State rules determine who qualifies for unemployment; generally, you must be out of work through no fault of your own, be able and available to work, and meet your state’s minimum earnings or job tenure requirements to be eligible for benefits.
Not every person who is out of work is eligible for unemployment benefits. Unemployment benefits are intended as a temporary wage replacement for those who are out of work, through no fault of their own, until they find a new job.
Unemployment insurance is a joint program of the federal and state governments. State law determines who is eligible for benefits, how much they will receive, and for how long. Generally speaking, applicants must meet these three requirements to qualify for benefits:
- They must be out of work through no fault of their own.
- They must meet minimum earnings or job tenure requirements.
- They must be able, available, and actively seeking work.
Each state defines these terms a bit differently. This article provides general information on these requirements. To find out your state’s rules, visit its website; for links to each state’s agency, see State Unemployment Agencies.
Why You Are Out of Work
Unemployment benefits are available only to applicants who are out of work through no fault of their own. If you are laid off or lose your job for economic reasons (cost cutting or plant closure, for example), you will meet this requirement. If you are fired or you quit, however, it might be tougher to qualify.
If You Are Fired
Your eligibility for unemployment benefits if you are fired depends on the reasons for your termination. Although states define the term differently, most states don’t pay benefits to employees who were fired for serious misconduct. If, for example, you were fired for stealing from the company, committing a crime, or willfully breaking a serious safety rule, you most likely won’t be eligible for benefits. However, if you were fired for failing to meet expectations or substandard performance, you probably will be eligible for benefits. In many states, an employee who fails or refuses to take a drug test is not eligible for unemployment.
Even if you are not eligible for unemployment because you were fired for misconduct, this might be only a temporary disqualification. Some states consider an employee who was fired for serious misconduct to be ineligible for benefits, period. In other states, however, the employee becomes eligible after a set period of time. These states impose a penalty on fired employees, but don’t render them completely ineligible for benefits.
If You Quit
If you voluntarily quit your job without good cause, you won’t be eligible for unemployment benefits. If you had good cause to quit, as defined by your state’s law, you will be eligible. State definitions of “good cause” vary significantly. For example, an employee who quits work to care for a seriously ill family member will be eligible for benefits in some states but not in others. Most states allow employees to collect benefits if their work situation was so difficult that they had no choice but to quit. (This is called a “constructive discharge.”) For example, an employee who quits to escape unsafe working conditions or egregious sexual harassment will likely still be eligible for benefits.
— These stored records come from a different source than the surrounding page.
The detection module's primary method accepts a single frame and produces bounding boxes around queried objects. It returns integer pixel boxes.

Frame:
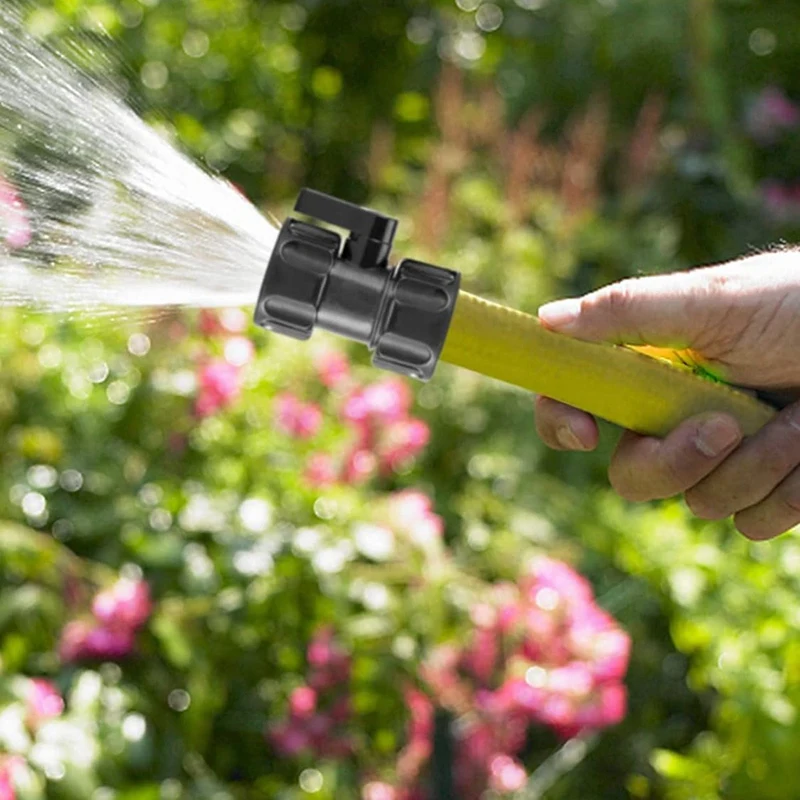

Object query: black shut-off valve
[255,189,461,381]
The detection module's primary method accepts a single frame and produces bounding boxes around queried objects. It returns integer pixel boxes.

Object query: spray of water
[0,3,276,311]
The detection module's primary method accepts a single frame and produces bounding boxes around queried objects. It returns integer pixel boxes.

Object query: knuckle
[584,278,634,316]
[778,482,800,519]
[684,487,730,520]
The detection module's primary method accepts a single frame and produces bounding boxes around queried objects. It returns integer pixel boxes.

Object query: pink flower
[195,360,242,417]
[463,628,500,685]
[306,628,350,691]
[303,453,337,488]
[197,308,222,336]
[523,557,594,608]
[92,578,153,630]
[489,753,528,794]
[361,781,397,800]
[547,661,594,700]
[590,628,631,683]
[314,350,350,389]
[275,392,323,439]
[364,377,414,423]
[26,678,64,727]
[0,177,33,250]
[85,628,136,659]
[289,686,317,719]
[381,419,431,470]
[59,620,136,663]
[267,723,311,758]
[0,765,17,800]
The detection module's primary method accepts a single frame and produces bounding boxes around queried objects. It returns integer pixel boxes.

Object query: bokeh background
[0,0,800,800]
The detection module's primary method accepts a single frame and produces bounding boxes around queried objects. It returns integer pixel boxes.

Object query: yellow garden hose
[441,292,775,436]
[255,189,781,436]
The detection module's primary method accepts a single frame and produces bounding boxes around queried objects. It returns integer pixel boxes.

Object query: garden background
[0,0,800,800]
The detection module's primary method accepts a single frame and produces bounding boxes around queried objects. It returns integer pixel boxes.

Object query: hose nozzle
[255,189,461,381]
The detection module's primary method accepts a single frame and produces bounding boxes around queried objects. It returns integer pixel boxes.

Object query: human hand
[536,251,800,540]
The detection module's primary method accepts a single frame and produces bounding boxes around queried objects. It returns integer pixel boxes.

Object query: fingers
[686,404,800,519]
[733,469,800,541]
[539,272,722,348]
[535,397,599,450]
[608,414,742,502]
Earnings and Tenure Requirements
To collect unemployment benefits, you must have some connection to the workforce. Benefits aren’t available to those who have been out of work for a long time or have only held very limited jobs (occasional or seasonal work, for example). In other words, your unemployment must be temporary.
States determine whether you’ve met this requirement by looking at your earnings, hours worked, or both, during the “base period.” In almost every state, the base period is a one-year period, consisting of the earlier four of the last five complete calendar quarters before you applied for unemployment. If, for example, you apply for unemployment benefits in August of 2011, the base period would be April 1, 2010, through March 31, 2011.
Some states require applicants to have worked at least a minimum amount of time during the base period to collect benefits. Most states require applicants to have earned a minimum amount during the base period to qualify. States measure this earnings requirement in different ways: Some look at an applicant’s total wages during the base period; others look at the applicant’s earnings during the highest paid quarter of the base period, and other require applicants to have earned at least a certain multiple of the weekly unemployment benefit to qualify.
Find out How Unemployment Works.
Able, Available, and Actively Seeking Work
To get benefits, applicants must show that they are able to work and looking for a new job. If, for example, you are temporarily disabled or injured and unable to work, some states will not allow you to collect benefits for that period of time. You must also be available to work: able to accept a new job if one is offered. If, for example, you have gone back to school or taken on childcare responsibilities for your family, you will not be eligible for benefits unless you can show that you could change your schedule quickly to take a new job.
In every state, you must be looking for work to collect benefits. What qualifies as an adequate job search depends on how things work in your field. For retail positions, you might go to stores, ask about openings, and complete job applications. For professional positions, you might network, send out cover letters and resumes, and apply for posted jobs.
States go to different lengths to verify applicant’s job searches. In some states, you will simply have to check a box on a form to confirm that you are looking for work. Other states will ask for detailed information on your search, including the names of companies you’ve contacted.